KITCHENUHMAYKOOSIB INNINUWUG FIRST NATION, Ont. -- A fire that ravaged a home in a First Nations community and claimed the lives of five people has led the community declaring a state of emergency.

Kitchenuhmatkoosib Inninuwug Chief Donny Morris says via written statement, the tragedy has had a devastating impact on the community.

“We are feeling the crushing weight of this tragedy in our community and with our people," he said.

"The continuing effects require external support and financial assistance."

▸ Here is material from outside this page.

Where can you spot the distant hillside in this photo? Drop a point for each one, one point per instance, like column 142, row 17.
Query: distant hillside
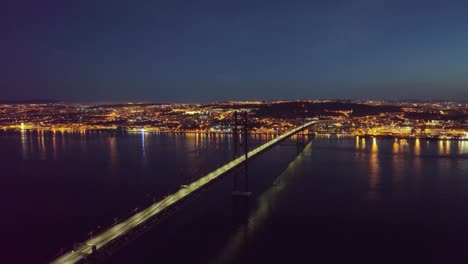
column 32, row 101
column 294, row 109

Kitchenuhmatkoosib Inninuwug is located 600 kilometres north of Thunder Bay, and has only one in-clinic crisis, and lacks the resources to support the mental health needs of the community. Morris says the vulnerable and younger population are reacting to the trauma with thoughts of suicide.

"There are too many people to watch and not enough manpower to watch them."

Morris says he's reached out to other First Nations, as well as federal and provincial government representatives, but it is not enough.

The fire claimed the lives of Geraldine Chapman, 47, and her daughter, six-year-old Shyra Shadara Taylor Bella Chapman, as well as foster children Angel Kenisha McKay, 12, Karl Jovon Cutfeet, nine, and Hailey Ocean Jenna Chapman, seven.